No attempt to address something that you agreed bitcoin couldn't be classified as? Just for clarity, I don't recall ever giving an example of wayward monetary policy and currency mismanagement relative to a 'civil war ravaged' country. They're simply countries where your Keynesian economists and central bankers have mismanaged the currency. I did refer to
this article which describes the 'bank-run ponzi' that has led to the collapse of the Lebanese pound though. Lebanon hasn't seen civil war for over 30 years.
He makes a new point to me. It is about the enormous amounts going down the drain in electricity usage. This is not the usual somewhat hypocritical eco warrior point but a reflection that when this all ends at zero, unlike Madoff, it will not be a question of a zero sum game but a very expensive negative sum endeavour which has poured billions of dollars worth of energy down the tubes.
There is no major revelation here. You were well aware of the fact that miners provide a service and that they are
rewarded for providing that service. I've bolded out the word as you have referred to it 22 times in discussing bitcoin mining here over the last few years. The rest is complete nonsense. We've been over this a 1000 times already - earlier this year, you clarified that bitcoin couldn't be a ponzi scheme - so where is there a point in giving oxygen to this bunkum from the lifer from the Bank of Central Banks?
The other point McCauley makes is that unlike a wholesome Ponzi scheme where the people defrauded have legal recourse (70% successful in the case of Madoff) when the dust settles on this crypto mania those who have lost up to a trillion dollars at these prices will have absolutely no recourse.
See above.
@tecate There is so much wrong with that link to Bitcoin magazine (a bit of a clue there) but I will start with only one.
It's Christmas so here's a clue right back at you - the FT is an old world establishment rag that should be embarrassed at what it's churning out. Beyond bitcoin, there are crypto projects that are going to disintermediate the entire industry that it concerns itself with. Up until recently, it was clear that nobody there had a notion. Pieces like this one suggest that now people are beginning to feel a tad uncomfortable. /clue
Otherwise, the 'much wrong' claim is a bit of a nothing burger given that you can't articulate your criticism beyond this one point ->
If none trickles down that it will not be inflationary. Of course it does not suit a leftist narrative to suggest that there is any of this printing going to ordinary folk.
You're the first person I've come across that denies the validity of the
Cantillon Effect with regard to Quantitative Easing. As regards the 'leftist' comment, not sure why you've reached that conclusion as just as many folks from the right have been subject to this inequitable policy.
That another highly respected academic damns bitcoin is, I suppose, not news though he does it even more convincingly than Prof Roubini or the various Nobels.

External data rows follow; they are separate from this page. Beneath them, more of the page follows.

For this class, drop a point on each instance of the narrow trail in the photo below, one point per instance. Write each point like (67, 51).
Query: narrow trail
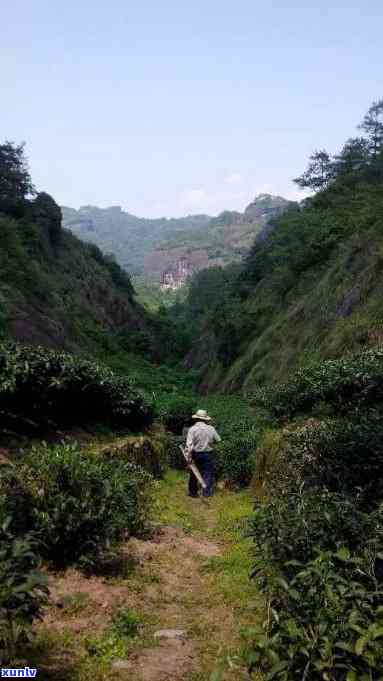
(190, 584)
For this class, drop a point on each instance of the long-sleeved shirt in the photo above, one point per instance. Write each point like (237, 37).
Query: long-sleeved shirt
(200, 438)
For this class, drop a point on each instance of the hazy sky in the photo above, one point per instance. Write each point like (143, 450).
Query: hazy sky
(169, 108)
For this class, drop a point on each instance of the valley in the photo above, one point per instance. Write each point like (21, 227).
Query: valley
(107, 567)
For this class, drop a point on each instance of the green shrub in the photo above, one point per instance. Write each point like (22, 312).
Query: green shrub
(23, 592)
(294, 527)
(235, 458)
(318, 562)
(343, 455)
(54, 388)
(341, 383)
(80, 504)
(175, 411)
(325, 623)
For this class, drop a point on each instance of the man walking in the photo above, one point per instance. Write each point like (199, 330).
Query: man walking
(200, 438)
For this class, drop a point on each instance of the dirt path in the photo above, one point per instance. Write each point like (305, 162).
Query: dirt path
(190, 585)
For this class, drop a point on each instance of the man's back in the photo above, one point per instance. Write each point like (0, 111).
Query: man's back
(200, 437)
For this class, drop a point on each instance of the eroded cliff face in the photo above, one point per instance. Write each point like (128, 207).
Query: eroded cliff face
(63, 298)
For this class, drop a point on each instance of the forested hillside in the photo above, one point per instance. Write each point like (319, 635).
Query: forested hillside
(56, 290)
(148, 247)
(312, 287)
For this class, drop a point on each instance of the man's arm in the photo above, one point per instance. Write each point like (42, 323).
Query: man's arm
(217, 438)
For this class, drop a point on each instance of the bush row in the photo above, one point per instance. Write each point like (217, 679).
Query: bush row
(319, 539)
(50, 388)
(67, 507)
(343, 384)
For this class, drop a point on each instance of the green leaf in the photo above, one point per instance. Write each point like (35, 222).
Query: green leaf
(343, 554)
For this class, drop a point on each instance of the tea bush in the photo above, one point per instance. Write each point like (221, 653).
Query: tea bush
(54, 388)
(342, 383)
(319, 539)
(23, 592)
(342, 455)
(235, 458)
(318, 562)
(80, 504)
(325, 624)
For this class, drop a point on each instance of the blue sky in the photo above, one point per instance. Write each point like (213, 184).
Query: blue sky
(171, 108)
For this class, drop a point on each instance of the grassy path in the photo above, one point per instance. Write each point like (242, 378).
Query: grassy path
(191, 575)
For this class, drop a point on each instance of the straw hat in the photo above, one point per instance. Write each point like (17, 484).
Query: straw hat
(201, 415)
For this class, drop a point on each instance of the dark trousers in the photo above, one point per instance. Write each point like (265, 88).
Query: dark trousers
(205, 466)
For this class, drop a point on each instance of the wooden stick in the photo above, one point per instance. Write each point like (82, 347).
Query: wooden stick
(194, 469)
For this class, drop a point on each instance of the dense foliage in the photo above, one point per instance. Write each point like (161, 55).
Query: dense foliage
(311, 285)
(23, 590)
(342, 384)
(77, 504)
(52, 388)
(319, 555)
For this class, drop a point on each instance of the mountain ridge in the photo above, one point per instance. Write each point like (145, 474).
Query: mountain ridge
(150, 246)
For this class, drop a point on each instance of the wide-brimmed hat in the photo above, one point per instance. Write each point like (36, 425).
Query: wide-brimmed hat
(201, 415)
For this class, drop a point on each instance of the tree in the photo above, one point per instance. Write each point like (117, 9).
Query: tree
(319, 172)
(353, 158)
(15, 180)
(372, 125)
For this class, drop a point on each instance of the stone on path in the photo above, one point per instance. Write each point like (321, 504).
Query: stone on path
(121, 664)
(170, 633)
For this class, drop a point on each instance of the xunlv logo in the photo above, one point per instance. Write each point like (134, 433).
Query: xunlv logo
(27, 672)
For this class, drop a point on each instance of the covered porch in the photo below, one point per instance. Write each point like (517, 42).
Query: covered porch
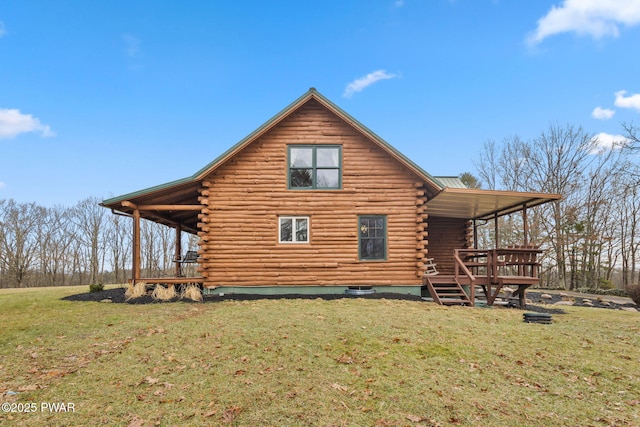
(490, 269)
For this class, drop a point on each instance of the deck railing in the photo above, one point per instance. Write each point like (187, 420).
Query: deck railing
(494, 268)
(459, 263)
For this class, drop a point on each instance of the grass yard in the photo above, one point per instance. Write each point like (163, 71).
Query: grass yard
(347, 362)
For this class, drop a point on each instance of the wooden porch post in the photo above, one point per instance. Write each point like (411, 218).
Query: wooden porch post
(475, 235)
(136, 246)
(526, 224)
(178, 252)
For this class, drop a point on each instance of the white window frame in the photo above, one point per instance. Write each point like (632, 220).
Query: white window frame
(294, 220)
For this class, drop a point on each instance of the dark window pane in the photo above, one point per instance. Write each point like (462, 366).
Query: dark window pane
(328, 178)
(364, 227)
(301, 230)
(286, 230)
(301, 178)
(372, 237)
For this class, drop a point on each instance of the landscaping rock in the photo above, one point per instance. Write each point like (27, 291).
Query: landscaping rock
(563, 302)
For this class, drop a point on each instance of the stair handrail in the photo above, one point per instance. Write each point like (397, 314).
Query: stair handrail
(472, 279)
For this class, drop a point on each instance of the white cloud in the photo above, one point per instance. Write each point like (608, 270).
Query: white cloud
(13, 123)
(596, 18)
(360, 84)
(623, 101)
(604, 141)
(602, 113)
(131, 44)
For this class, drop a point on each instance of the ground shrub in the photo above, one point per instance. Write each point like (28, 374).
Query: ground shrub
(96, 287)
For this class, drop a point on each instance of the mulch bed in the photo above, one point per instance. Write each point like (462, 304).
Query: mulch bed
(117, 296)
(538, 304)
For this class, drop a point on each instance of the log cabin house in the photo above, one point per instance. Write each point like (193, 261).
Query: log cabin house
(313, 201)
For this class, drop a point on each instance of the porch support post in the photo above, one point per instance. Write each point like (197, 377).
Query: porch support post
(136, 246)
(526, 224)
(475, 235)
(178, 252)
(496, 229)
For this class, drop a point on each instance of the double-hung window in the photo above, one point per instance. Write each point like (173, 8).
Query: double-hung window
(372, 242)
(293, 229)
(315, 167)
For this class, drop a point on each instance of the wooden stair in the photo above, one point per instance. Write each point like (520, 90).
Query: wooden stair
(446, 290)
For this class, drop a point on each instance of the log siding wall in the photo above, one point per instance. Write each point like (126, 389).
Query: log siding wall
(445, 235)
(244, 197)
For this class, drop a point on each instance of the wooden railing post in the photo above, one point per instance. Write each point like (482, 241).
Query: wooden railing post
(135, 268)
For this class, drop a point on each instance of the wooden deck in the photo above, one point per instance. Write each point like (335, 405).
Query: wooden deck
(492, 269)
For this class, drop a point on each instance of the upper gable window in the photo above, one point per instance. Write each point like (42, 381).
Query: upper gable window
(315, 166)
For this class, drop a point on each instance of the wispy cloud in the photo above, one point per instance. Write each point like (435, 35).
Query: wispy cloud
(131, 45)
(632, 101)
(595, 18)
(13, 123)
(602, 113)
(603, 142)
(360, 84)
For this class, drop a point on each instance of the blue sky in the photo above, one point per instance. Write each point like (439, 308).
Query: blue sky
(101, 98)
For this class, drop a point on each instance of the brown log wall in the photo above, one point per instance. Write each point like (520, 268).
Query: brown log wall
(244, 197)
(445, 235)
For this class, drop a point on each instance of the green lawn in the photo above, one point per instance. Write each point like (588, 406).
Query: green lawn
(348, 362)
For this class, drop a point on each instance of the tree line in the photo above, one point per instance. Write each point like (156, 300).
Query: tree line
(591, 236)
(78, 245)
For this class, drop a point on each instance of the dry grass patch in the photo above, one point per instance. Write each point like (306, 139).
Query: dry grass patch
(314, 362)
(136, 290)
(192, 292)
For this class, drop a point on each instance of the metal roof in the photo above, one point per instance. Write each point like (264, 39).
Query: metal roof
(467, 203)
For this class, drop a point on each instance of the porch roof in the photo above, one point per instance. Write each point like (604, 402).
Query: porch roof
(467, 203)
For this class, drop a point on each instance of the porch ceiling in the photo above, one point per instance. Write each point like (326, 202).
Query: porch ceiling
(483, 204)
(183, 192)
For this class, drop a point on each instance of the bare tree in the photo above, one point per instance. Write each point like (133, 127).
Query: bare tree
(89, 219)
(18, 247)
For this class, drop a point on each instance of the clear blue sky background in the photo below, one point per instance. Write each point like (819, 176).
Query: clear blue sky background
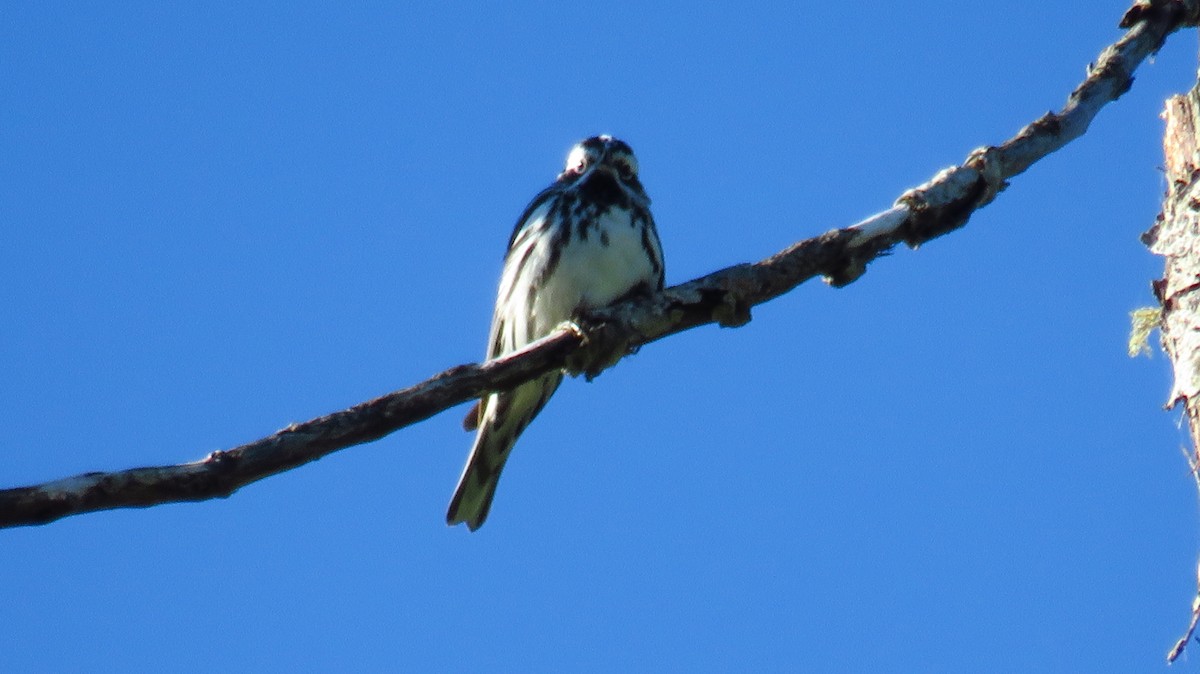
(221, 220)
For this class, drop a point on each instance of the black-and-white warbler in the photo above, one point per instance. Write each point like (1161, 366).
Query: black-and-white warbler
(582, 244)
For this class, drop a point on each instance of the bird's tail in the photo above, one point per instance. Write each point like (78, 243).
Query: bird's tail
(501, 422)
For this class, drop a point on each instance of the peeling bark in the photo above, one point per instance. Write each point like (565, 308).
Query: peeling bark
(598, 341)
(1176, 236)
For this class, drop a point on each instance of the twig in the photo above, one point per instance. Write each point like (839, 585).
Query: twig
(725, 298)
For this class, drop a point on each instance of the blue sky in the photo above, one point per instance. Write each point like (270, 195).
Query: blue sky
(221, 220)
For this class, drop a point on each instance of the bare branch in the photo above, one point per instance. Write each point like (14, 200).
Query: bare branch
(598, 341)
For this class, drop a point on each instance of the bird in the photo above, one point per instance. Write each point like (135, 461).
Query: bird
(586, 241)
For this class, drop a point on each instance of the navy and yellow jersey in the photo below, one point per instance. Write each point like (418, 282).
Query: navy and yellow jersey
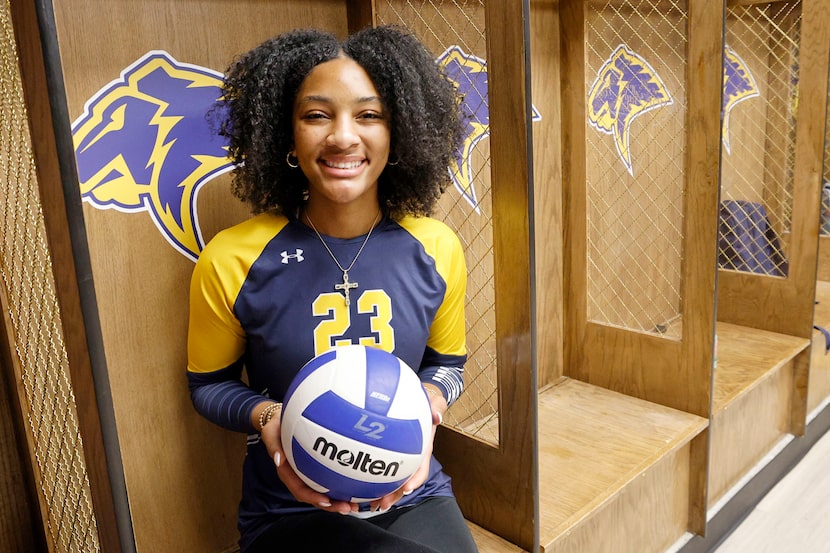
(263, 297)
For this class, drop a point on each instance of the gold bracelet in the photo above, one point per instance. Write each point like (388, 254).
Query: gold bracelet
(267, 414)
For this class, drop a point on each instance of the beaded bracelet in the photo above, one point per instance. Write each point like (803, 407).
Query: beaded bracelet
(267, 414)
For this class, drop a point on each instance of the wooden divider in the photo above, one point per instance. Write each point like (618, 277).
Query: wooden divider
(818, 389)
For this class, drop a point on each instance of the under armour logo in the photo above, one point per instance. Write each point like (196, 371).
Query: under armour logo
(298, 255)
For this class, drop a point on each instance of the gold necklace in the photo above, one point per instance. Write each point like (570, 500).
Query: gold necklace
(345, 286)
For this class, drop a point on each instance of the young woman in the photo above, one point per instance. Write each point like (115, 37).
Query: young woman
(342, 150)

As Mo Salah says of vaccines he respects the learned doctors, he would no more expect them to be able to tell him when to pass the ball than he would question their learned and professional opinion. Similar to me on crypto, I respect the professional economists. Oh I am sure
@tecate can wheel out a maverick just as I am sure there are some anti vaccers in the medical profession.
So a bunch of academics whose area of expertise doesn't extend beyond Keynesian economics - an economic model whose flaws bitcoin has been a direct response to - is whom you're depending on? Did I introduce you to Upton Sinclair?:
"It is difficult to get a man to understand something when his salary depends on his not understanding it."
The bit about being worse than Ponzi was a valid and new angle to me, though again it is probably well trodden terrain in cultist circles.
See above - you're contradicting yourself - given that you acknowledged earlier in the year that bitcoin doesn't qualify as a ponzi.